CFTC goes after binary options fraudsters who orchestrated $4.8m scheme
From at least January 2016, William Thomas Caniff, Arie Bos, Berkley Capital Management, BBOT 1, and Berkley II, have engaged in a scheme whereby they fraudulently solicited $4.8 million from 62 commodity pool participants.
The United States Commodity Futures Trading Commission (CFTC) continues with its efforts to stop binary options fraud. On May 1, 2019, the regulator filed a lawsuit at the Illinois Northern District Court targeting a raft of entities that were responsible for a $4.8 million fraudulent binary options scheme.
According to the CFTC Complaint, seen by FinanceFeeds, from at least January 2016 and continuing through the present, William Thomas Caniff, Arie Bos, Berkley Capital Management, LLC (BCM), BBOT 1, LP and Berkley II, LP, have engaged in a scheme whereby they fraudulently solicited and accepted at least $4.8 million from at least 62 commodity pool participants for the purpose of trading binary options on or subject to the rules of a designated contract market in pool accounts to be managed by BCM.
The CFTC alleges that all of the defendants committed options fraud, whereas Caniff is said to also have made a false statement to a registered entity.

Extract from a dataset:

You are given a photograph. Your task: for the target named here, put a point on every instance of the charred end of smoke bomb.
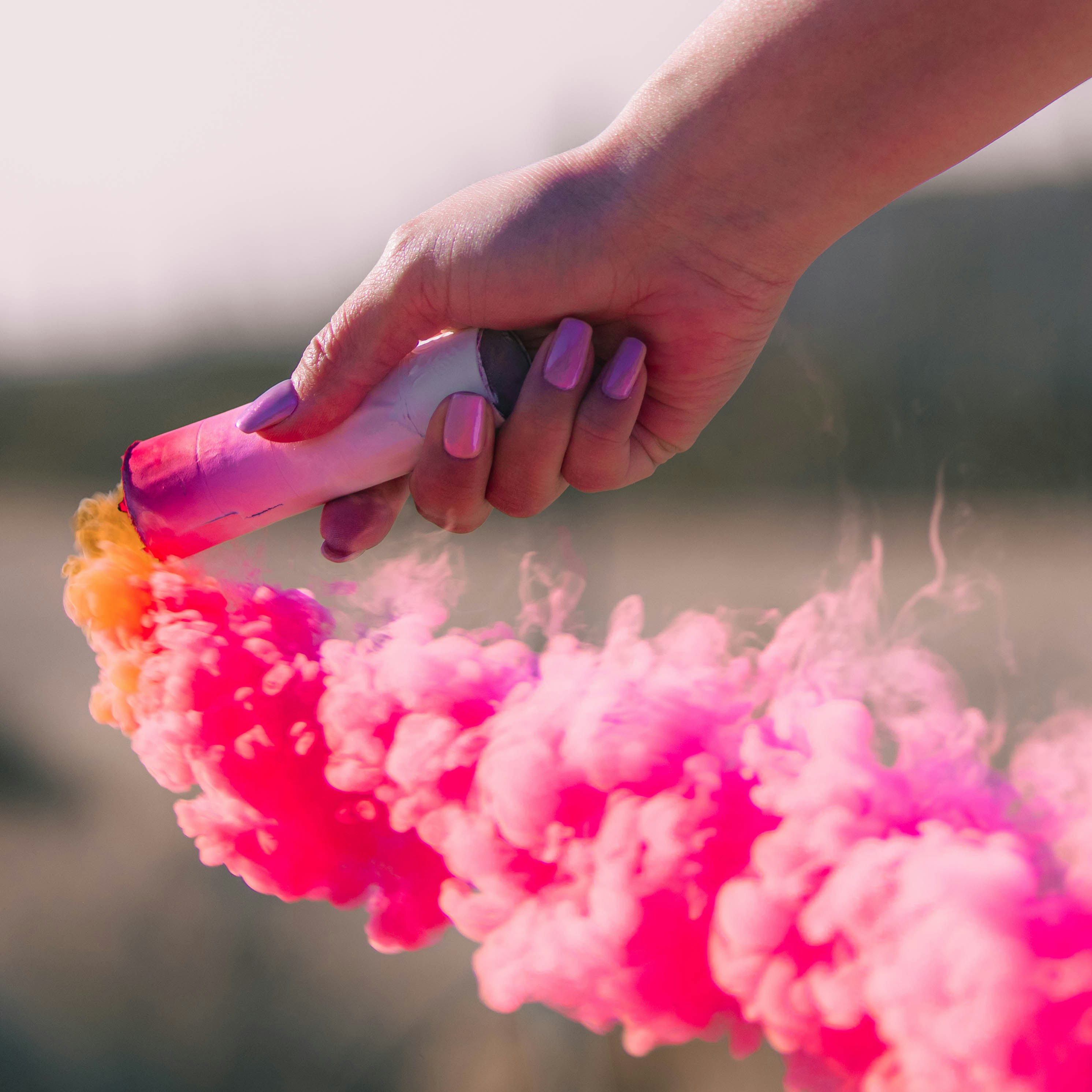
(207, 483)
(505, 364)
(98, 521)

In January 2016, Caniff and Bos formed BCM and began to offer individual participants the opportunity to trade binary options with pools of other participants, first through the BBOT pool and later through the Berkley II pool. Caniff used a small portion of participants’ funds to trade binary options through an account he set up at the binary options trading firm, the North American Derivatives Exchange, Inc. (NADEX), which is a designated contract market headquartered in Chicago, Illinois.
Caniff sent Bos fabricated statements reflecting incredible results of his trading for these pools. In turn, Bos ignored numerous red flags and recklessly accepted Caniff’s reports of profitable trading without verifying the results in any way and used them to both solicit participants with claims of past profitable trading and generate false statements that he sent to participants showing grossly-inflated, non-existent, profits for their accounts.
The CFTC Complaint alleges that Caniff misappropriated a substantial portion of the participants’ funds, paying Bos and himself between $1.1 million to $1.2 million each as “fees based on non-existent profits. Caniff also misappropriated funds to pay some participants a total of $2.3 million in a manner akin to a Ponzi scheme. Overall, the defrauded participants have experienced a shortfall of approximately $2.5 million.
The Commission says it brings this action to enjoin the defendants’ unlawful acts and practices and to compel the defendants’ compliance with the Act and the Regulations. In addition, the CFTC seeks civil monetary penalties, and remedial ancillary relief, including, but not limited to, trading and registration bans, restitution, disgorgement, rescission, pre- and post-judgment interest.